My familiarity with Helvetica was more along the lines of the font.  I went to mock up an example of my blog name in Helvetica to show you how wonderful it really is.  Unfortunately, I’m on a PC and Windows has chosen to work with Arial instead.  I’m sure that involves cost, somehow.  Instead I made my little bitty graphic protest and I hope you enjoy it.

Lastly, it would be pretty sad to go on and on about domain names without giving you some fun foreign ones to check out so here they are: –  a hotel made out of… a jail. – arguably some of the best chocolate in the world. – we’re hoping to see a game of football in Munich.

Target Switzerland – Stephen P. Halbrook

13 Apr

Seems like Switzerland wants us to expect more, pay less.

See the picture on the right of Target Switzerland: Swiss Armed Neutrality in World War II.  Does the font of “Target” strike you as funny?  It might, if you had worked there for 6+ years.  Target, I mean.  That has to be the same exact font that the merchandiser with all the trend-right gear uses.  I know because I feel a distinct need to buy things that I won’t remember purchasing.  Zebra-striped wallet?  Check.  Mr. Bubble?  Check. And I want to say Hostess Easter Brownies but I’ve somehow managed to hold off against their treachery.

So back to the book.  Let’s talk about its contents, shall we?  I’ve got to say that the details it shares are really interesting.  It is written by an academic and that’s how it reads.  I don’t think it takes much storytelling to make this period in world history interesting though.

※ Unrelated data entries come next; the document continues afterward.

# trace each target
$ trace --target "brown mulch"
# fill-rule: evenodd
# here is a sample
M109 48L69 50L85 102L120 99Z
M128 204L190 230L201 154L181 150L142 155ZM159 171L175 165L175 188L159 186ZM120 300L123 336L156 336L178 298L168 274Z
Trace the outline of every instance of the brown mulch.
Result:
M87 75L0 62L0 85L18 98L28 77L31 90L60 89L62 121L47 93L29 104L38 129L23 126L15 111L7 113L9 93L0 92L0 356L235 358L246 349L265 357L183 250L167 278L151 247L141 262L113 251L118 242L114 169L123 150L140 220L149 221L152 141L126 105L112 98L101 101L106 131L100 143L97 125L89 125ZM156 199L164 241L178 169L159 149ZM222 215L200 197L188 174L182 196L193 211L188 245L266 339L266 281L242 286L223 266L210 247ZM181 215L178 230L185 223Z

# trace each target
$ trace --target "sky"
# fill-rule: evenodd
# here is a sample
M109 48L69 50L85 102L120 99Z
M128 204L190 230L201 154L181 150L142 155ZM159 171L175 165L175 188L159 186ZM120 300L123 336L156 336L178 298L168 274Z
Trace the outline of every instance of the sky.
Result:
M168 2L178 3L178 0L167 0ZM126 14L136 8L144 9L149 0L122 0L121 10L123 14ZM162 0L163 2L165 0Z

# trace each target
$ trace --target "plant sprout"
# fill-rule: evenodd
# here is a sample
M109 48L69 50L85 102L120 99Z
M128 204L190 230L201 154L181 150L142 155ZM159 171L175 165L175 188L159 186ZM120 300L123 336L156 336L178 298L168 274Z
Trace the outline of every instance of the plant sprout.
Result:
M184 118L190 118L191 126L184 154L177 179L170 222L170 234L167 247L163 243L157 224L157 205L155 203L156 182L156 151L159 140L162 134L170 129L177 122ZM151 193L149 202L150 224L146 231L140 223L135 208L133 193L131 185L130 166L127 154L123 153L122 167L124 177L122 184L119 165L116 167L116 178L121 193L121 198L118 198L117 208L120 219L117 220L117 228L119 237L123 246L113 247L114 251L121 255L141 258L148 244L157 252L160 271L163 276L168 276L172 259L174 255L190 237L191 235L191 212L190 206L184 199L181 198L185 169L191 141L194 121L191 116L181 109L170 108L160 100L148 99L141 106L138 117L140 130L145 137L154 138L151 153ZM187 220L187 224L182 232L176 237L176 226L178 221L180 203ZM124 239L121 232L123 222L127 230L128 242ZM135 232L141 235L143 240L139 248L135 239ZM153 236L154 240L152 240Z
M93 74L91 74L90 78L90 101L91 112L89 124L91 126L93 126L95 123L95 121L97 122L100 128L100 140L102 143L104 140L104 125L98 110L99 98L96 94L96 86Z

Halbrook starts off with telling us the history of Switzerland.  It started off as three different small states, or cantons, and it would end up 26 in total.  As this group of states grew slowly through war and more war, each canton had a well-established personality.  Imagine if Texas and New Jersey had been separate as for hundreds of years before joining the union. They’d have their own royalty, currency and set of measurements, not to mention major league baseball teams.

There are two defining things about Switzerland that determined its role in WWII.  The first is that every Swiss male is required to sign up for military duty.  If they are accepted they will have training for about 18-21 weeks.  After that they will remain active until they are 34 (some until age 50).  The Swiss military depends largely on the citizen.  They keep uniforms and gear at their house and at the ready.

The second thing that makes Switzerland so different is that it’s a democracy.  While it wasn’t the only country that professed neutrality in WWII, it was the only one able to stick with it.  Hallbrook states throughout the book that Switzerland stayed neutral because it didn’t have a centralized leader.  The Swiss president is only a figurehead and serves for only one year.  The majority of the work is done by Parliament.  And with no one person to announce surrender, the Swiss got armed and ready.  They protected their borders against any who would pass through them – Axis or Allies.  They were even told that any cease fire that was issued would be propaganda from the other side and to ignore it.

The Swiss were brave and they were generous.  They almost bankrupted the country by trying to provide for prisoners of war from both sides and refugees.  They treated all comers fairly.  The Red Cross and the Geneva conventions both originated with the Swiss, after all.  I know that the Swiss did do some banking with the Nazis and that this is sometimes enough cause for people to think poorly of their behavior during the war as a neutral country.  Once they realized the threat of the Third Reich to democracy they started looking for opportunities to become more financially independent from their Eastern neighbors.

I really liked this book.  It helped me to understand the Swiss as a people.  I think before they were only a bank or the maker of great utility knives in my mind.  I’m going to try not to think of what their generalization of us Yanks is.